To infer the evolutionary relationships for FUGV and its host, an ML tree was built using mitochondrial CytB of the Rodentia hosts of representative hantaviruses, and Soricomorpha hosts were used as an outgroup (Fig. 2c). The tree of the hosts was in agreement with that of previous studies; the Murinae subfamily and Cricetidae family formed two monophyletic groups, with Soricomorpha as the outgroup. The Cricetidae were further subdivided into the subfamilies Arvicolinae, Neotominae, and Sigmodontinae [14]. To understand virus-host co-divergence, the L tree of viruses were compared with the CytB tree of hosts. We found that FUGV and LX309 diverged earlier than Prospect Hill virus, Tula virus, Puumala virus, and others, which was not congruent with their Myodes spp. host evolutionary statuses in the CytB tree. This phenomenon may be explained by differences in the evolutionary rates of hantaviruses in different hosts. In the tree, the same phenomenon can also can be observed for Sangassou virus and Hylomyscus simus (African wood mouse), and for Dobrava-Belgrade virus and Apodemus flavicollis (yellow-necked mouse) [33, 34].

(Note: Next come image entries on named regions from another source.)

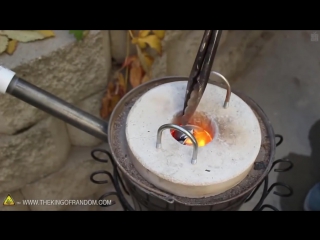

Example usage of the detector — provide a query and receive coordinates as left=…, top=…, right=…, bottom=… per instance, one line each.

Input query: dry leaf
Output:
left=83, top=30, right=90, bottom=38
left=118, top=72, right=127, bottom=92
left=139, top=35, right=162, bottom=55
left=139, top=30, right=151, bottom=38
left=130, top=60, right=143, bottom=88
left=0, top=36, right=9, bottom=54
left=137, top=47, right=153, bottom=73
left=0, top=30, right=50, bottom=42
left=136, top=46, right=150, bottom=72
left=36, top=30, right=55, bottom=38
left=131, top=38, right=147, bottom=49
left=6, top=40, right=18, bottom=55
left=152, top=30, right=166, bottom=39
left=120, top=56, right=138, bottom=70
left=141, top=73, right=150, bottom=83
left=143, top=52, right=154, bottom=70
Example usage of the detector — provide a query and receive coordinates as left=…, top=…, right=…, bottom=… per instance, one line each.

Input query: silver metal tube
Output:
left=6, top=77, right=108, bottom=141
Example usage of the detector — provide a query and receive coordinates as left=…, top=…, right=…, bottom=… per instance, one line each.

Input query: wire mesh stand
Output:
left=90, top=134, right=293, bottom=211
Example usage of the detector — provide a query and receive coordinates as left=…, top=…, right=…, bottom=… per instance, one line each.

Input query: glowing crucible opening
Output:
left=171, top=112, right=215, bottom=147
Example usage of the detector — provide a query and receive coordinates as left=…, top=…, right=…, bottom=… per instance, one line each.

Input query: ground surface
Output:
left=231, top=31, right=320, bottom=210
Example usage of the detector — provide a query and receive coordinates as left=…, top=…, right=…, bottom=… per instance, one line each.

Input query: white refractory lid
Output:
left=126, top=81, right=261, bottom=198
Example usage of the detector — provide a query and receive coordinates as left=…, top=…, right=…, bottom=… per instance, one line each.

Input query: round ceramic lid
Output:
left=126, top=81, right=261, bottom=198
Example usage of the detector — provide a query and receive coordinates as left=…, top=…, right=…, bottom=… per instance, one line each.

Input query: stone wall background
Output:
left=0, top=30, right=268, bottom=210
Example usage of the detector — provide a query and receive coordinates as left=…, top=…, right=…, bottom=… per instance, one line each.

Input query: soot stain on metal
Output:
left=110, top=79, right=273, bottom=206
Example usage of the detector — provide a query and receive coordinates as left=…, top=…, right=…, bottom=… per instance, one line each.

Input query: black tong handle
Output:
left=182, top=30, right=222, bottom=125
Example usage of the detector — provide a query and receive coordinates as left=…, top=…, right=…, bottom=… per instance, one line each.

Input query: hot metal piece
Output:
left=182, top=30, right=222, bottom=125
left=156, top=124, right=198, bottom=164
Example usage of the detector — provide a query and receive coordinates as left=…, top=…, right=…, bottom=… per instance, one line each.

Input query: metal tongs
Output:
left=181, top=30, right=222, bottom=125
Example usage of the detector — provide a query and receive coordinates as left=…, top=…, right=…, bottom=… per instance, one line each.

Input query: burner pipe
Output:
left=0, top=66, right=108, bottom=142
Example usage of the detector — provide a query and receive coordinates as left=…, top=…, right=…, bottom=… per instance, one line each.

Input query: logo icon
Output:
left=310, top=32, right=319, bottom=42
left=3, top=194, right=15, bottom=206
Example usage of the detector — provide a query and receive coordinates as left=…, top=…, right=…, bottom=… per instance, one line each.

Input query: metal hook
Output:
left=211, top=71, right=231, bottom=108
left=268, top=182, right=293, bottom=197
left=156, top=123, right=198, bottom=164
left=274, top=134, right=283, bottom=147
left=258, top=204, right=279, bottom=212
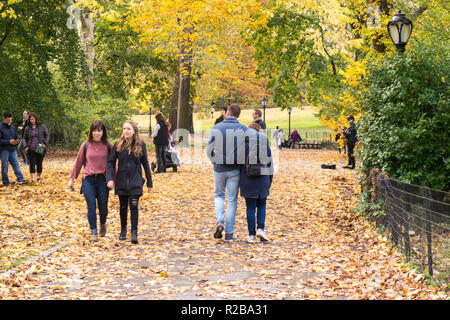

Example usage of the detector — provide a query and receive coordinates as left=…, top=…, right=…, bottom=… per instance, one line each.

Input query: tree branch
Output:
left=0, top=23, right=11, bottom=46
left=94, top=33, right=134, bottom=47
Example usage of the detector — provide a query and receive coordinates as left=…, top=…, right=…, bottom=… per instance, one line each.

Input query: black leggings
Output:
left=119, top=196, right=140, bottom=231
left=28, top=149, right=45, bottom=174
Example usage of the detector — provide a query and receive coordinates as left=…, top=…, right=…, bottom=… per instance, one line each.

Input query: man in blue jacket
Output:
left=206, top=104, right=248, bottom=241
left=0, top=111, right=27, bottom=186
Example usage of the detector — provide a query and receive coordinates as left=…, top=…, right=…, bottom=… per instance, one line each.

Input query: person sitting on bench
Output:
left=289, top=128, right=302, bottom=149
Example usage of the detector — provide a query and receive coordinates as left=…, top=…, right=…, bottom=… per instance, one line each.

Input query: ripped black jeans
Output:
left=119, top=196, right=140, bottom=231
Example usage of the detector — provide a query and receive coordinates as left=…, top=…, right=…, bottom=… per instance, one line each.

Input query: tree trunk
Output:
left=372, top=0, right=390, bottom=53
left=169, top=50, right=194, bottom=133
left=68, top=1, right=95, bottom=90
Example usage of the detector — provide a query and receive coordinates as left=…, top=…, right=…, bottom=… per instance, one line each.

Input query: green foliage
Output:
left=352, top=192, right=386, bottom=219
left=253, top=8, right=318, bottom=108
left=358, top=48, right=450, bottom=191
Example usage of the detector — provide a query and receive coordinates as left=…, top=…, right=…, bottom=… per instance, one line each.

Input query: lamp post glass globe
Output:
left=387, top=11, right=413, bottom=52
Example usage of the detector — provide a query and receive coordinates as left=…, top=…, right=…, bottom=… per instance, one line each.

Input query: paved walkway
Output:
left=0, top=150, right=444, bottom=299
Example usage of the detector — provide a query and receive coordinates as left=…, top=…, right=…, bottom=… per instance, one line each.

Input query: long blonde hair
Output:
left=117, top=120, right=142, bottom=157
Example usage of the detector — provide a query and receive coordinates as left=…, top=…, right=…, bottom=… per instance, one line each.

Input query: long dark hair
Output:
left=87, top=120, right=108, bottom=144
left=117, top=120, right=142, bottom=157
left=28, top=112, right=42, bottom=128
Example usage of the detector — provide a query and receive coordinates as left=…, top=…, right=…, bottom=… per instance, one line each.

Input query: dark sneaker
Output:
left=100, top=223, right=106, bottom=237
left=225, top=233, right=238, bottom=242
left=89, top=233, right=98, bottom=242
left=214, top=224, right=223, bottom=239
left=256, top=229, right=269, bottom=241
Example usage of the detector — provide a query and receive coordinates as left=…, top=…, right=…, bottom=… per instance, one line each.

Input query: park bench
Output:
left=298, top=142, right=322, bottom=149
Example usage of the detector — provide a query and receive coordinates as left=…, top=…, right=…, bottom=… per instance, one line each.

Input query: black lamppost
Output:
left=387, top=10, right=413, bottom=52
left=261, top=97, right=267, bottom=122
left=288, top=107, right=292, bottom=137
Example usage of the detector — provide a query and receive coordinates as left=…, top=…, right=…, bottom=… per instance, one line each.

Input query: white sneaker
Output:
left=256, top=229, right=269, bottom=241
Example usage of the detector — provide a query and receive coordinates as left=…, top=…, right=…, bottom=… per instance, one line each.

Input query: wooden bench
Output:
left=298, top=142, right=322, bottom=149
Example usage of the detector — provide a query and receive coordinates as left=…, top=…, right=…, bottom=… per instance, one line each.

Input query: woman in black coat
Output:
left=23, top=112, right=50, bottom=183
left=106, top=120, right=153, bottom=244
left=239, top=123, right=273, bottom=243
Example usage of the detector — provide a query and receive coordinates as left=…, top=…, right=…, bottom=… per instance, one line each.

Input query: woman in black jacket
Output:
left=23, top=112, right=50, bottom=183
left=106, top=120, right=153, bottom=244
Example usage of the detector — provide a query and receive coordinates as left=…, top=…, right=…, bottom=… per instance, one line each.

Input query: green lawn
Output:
left=133, top=106, right=329, bottom=137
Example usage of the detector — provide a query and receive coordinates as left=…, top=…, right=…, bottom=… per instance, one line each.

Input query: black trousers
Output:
left=28, top=149, right=45, bottom=174
left=155, top=144, right=167, bottom=172
left=347, top=143, right=355, bottom=169
left=119, top=196, right=140, bottom=231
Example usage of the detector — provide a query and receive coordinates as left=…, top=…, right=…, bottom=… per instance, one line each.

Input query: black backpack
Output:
left=245, top=143, right=269, bottom=177
left=83, top=142, right=111, bottom=167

Hantavirus antigens were detected by direct IFA in 7 out of 15 total species collected in Fugong county, Yunnan Province. We successfully amplified the nucleotide sequences of the virus obtained from E. eleusis. These results suggested a high cross-reactivity of SEOV and HTNV with other hantaviruses in serological level, but their genomic sequences were highly divergent. We thus suspected that there were other novel hantaviruses that cannot be detected with the degenerate primers used in this study. We also cannot exclude potential RT-PCR sensitivity issues.

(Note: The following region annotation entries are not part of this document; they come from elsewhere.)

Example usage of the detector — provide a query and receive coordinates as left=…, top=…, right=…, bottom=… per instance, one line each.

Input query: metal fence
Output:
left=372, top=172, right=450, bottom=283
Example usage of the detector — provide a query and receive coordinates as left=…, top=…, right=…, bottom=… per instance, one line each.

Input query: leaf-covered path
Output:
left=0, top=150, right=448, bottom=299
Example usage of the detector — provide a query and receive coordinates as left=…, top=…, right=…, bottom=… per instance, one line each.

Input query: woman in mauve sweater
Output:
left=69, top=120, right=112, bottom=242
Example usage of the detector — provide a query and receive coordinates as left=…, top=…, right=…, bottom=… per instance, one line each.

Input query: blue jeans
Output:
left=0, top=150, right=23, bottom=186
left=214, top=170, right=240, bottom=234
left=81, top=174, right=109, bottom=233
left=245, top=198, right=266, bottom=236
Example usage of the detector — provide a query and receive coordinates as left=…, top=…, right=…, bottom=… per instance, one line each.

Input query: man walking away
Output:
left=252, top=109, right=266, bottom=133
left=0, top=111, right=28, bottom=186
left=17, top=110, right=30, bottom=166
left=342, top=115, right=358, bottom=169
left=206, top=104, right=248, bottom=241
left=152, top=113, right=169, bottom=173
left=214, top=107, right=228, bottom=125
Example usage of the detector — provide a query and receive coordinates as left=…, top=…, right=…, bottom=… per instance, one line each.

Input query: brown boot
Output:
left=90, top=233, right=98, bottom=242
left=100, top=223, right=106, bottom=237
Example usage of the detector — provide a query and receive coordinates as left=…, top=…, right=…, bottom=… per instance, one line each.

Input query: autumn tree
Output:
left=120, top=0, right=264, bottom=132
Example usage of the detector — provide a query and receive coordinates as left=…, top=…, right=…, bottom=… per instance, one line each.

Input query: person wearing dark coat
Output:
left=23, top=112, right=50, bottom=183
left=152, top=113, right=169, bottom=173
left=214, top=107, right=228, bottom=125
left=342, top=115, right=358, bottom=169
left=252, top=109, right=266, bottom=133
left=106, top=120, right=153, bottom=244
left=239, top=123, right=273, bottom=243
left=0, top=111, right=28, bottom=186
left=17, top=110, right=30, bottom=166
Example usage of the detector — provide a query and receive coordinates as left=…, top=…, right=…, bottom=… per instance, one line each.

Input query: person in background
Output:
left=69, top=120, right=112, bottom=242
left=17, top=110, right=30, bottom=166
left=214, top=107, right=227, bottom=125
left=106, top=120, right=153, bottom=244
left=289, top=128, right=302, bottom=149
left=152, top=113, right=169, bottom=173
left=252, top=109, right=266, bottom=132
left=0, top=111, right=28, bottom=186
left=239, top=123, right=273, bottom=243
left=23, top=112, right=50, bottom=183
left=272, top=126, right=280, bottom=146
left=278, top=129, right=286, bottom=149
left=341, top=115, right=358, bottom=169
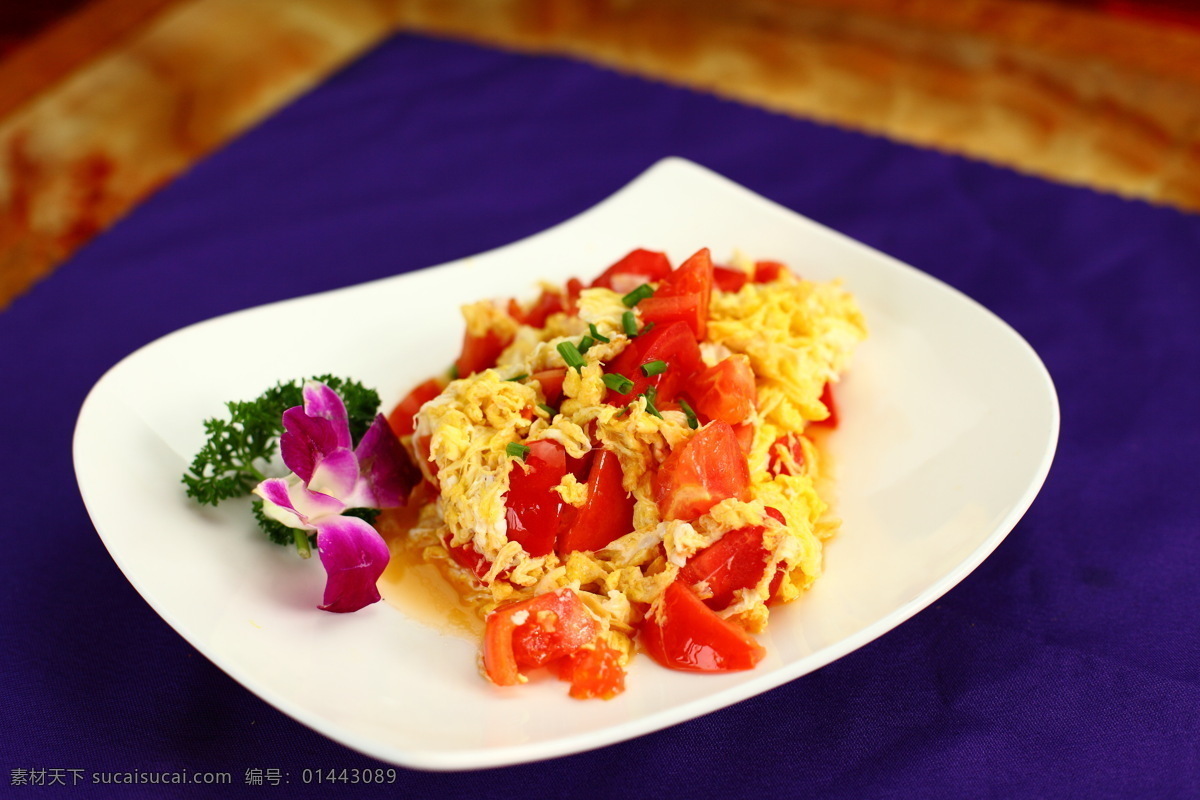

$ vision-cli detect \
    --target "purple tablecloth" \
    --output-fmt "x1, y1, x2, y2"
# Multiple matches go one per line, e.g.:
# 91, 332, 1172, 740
0, 36, 1200, 800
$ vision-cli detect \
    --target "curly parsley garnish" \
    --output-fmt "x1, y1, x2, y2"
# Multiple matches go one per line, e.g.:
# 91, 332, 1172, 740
184, 375, 379, 506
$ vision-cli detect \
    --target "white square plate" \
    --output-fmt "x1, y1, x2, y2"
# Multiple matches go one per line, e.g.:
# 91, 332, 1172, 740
74, 158, 1058, 770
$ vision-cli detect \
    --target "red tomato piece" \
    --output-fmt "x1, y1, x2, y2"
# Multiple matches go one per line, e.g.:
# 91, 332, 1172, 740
754, 261, 787, 283
688, 355, 757, 425
733, 422, 754, 456
605, 321, 704, 405
767, 433, 804, 475
388, 378, 442, 437
713, 266, 750, 291
554, 450, 634, 557
653, 422, 750, 519
592, 248, 671, 294
505, 439, 566, 555
812, 383, 838, 428
641, 581, 767, 672
455, 331, 512, 378
484, 589, 598, 686
679, 525, 770, 610
533, 367, 566, 408
637, 247, 713, 341
553, 642, 625, 700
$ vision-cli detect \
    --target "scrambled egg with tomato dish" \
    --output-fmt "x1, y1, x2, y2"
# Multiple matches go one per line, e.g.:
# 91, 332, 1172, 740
390, 249, 866, 698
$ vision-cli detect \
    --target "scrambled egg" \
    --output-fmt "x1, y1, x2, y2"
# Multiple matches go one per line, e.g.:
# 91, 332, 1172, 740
412, 261, 866, 660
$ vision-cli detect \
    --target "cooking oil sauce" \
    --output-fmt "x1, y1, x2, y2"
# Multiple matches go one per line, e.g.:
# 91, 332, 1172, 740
378, 503, 484, 642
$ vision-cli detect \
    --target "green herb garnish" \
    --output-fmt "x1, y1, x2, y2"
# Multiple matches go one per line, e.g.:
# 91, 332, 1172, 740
679, 397, 700, 431
184, 375, 379, 506
620, 283, 654, 308
641, 386, 662, 420
601, 372, 634, 395
620, 311, 637, 338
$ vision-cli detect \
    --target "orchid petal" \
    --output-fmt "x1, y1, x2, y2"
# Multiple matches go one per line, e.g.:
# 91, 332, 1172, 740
254, 477, 311, 530
317, 517, 390, 613
302, 380, 354, 447
280, 405, 338, 482
353, 414, 421, 509
254, 476, 346, 530
308, 447, 359, 505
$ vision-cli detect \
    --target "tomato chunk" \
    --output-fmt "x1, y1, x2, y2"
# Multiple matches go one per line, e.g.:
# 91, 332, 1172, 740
605, 321, 704, 405
767, 433, 804, 475
754, 261, 787, 283
505, 439, 566, 555
592, 248, 671, 294
553, 642, 625, 700
653, 422, 750, 519
733, 422, 754, 457
455, 331, 511, 378
713, 266, 750, 291
388, 378, 442, 437
556, 450, 634, 557
641, 581, 767, 672
533, 367, 566, 408
509, 289, 566, 327
484, 589, 599, 686
688, 355, 757, 425
679, 525, 770, 610
637, 247, 713, 341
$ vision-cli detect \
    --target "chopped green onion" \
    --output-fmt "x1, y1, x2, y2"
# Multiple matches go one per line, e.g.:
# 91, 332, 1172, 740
620, 311, 637, 338
558, 342, 587, 369
602, 372, 634, 395
642, 386, 662, 420
679, 397, 700, 431
620, 283, 654, 308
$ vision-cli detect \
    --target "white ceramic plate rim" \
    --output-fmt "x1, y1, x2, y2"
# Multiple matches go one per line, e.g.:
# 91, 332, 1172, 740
74, 158, 1058, 770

The three segments of FUGV harbored by E. eleusis were most closely related to Hantavirus LX309 carried by E. miletus. However, the aa sequences of the N, G, and L proteins of FUGV were highly divergent with respect to Hantavirus LX309, with similarities reaching 11.2, 15.3, and 12.7 %, respectively. The new ICTV classification guidelines indicate that a novel Hantavirus species should show at least a 10 % difference in S segment similarity and a 12 % difference in M segment similarity based on complete amino acid sequences [35]. Accordingly, the hantavirus harbored by E. eleusis represents a novel species. Additionally, no reassortment or recombination events were detected among FUGV and other hantaviruses. We propose that this novel species be named Fugong virus (FUGV) based on the location where it was first recovered.

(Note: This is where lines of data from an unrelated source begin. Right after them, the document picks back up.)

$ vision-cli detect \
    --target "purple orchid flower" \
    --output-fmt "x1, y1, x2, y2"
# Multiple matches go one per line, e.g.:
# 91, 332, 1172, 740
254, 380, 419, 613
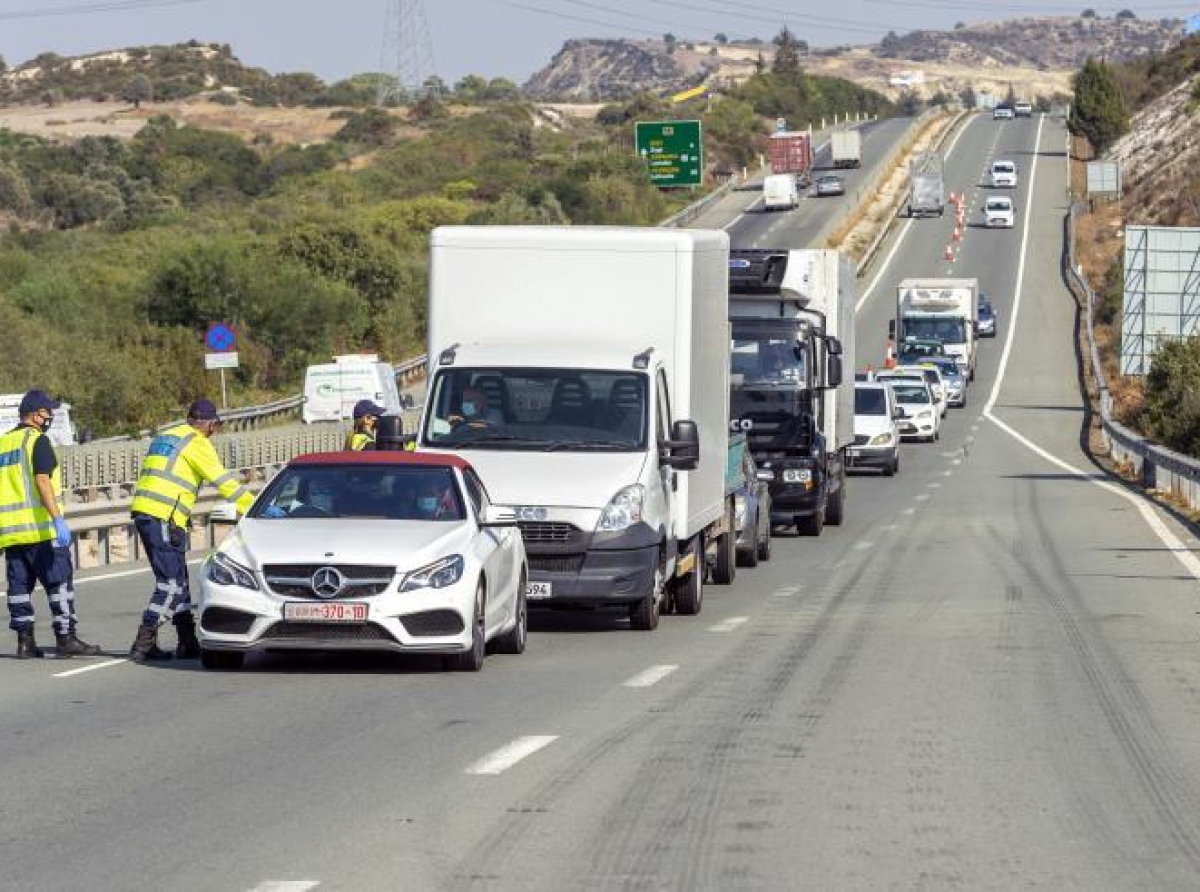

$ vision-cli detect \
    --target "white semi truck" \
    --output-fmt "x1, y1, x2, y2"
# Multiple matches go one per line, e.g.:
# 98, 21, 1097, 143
829, 130, 863, 167
418, 226, 744, 629
890, 279, 979, 381
730, 249, 854, 535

In phylogenetic analyses of the three segments of the FUGV genome, it grouped with hantaviruses harbored by rodents in the subfamily Arvicolinae, which can cause HFRS in Eurasia. For example, the Puumala virus (PUUV) harbored by Arvicolinae (Myodes glareolus) causes most HFRS cases, with 35,424 reported cases in 2006 [36, 37]. Recently, more than 100 HFRS cases have been reported in Yunnan province (unpublished data). However, the types of hantaviruses that cause HFRS in Yunnan province are still unknown. It is not clear whether FUGV can infect humans and lead to illness.

Phylogenetic analyses of hantaviruses and their rodent hosts suggested that the viruses have a long history of co-evolution with their predominant rodent carriers [38, 39]. FUGV was most closely related to hantavirus LX309, which is carried by different rodent species within the same genus. Additionally, we detected differences in the evolutionary rates of hantaviruses in different hosts. The Eothenomys genus consists of eight rodent species, but only two have been investigated. Considering the high prevalence and diversity of hantaviruses in the genus, additional investigations should be performed in the future to extend the number of species considered.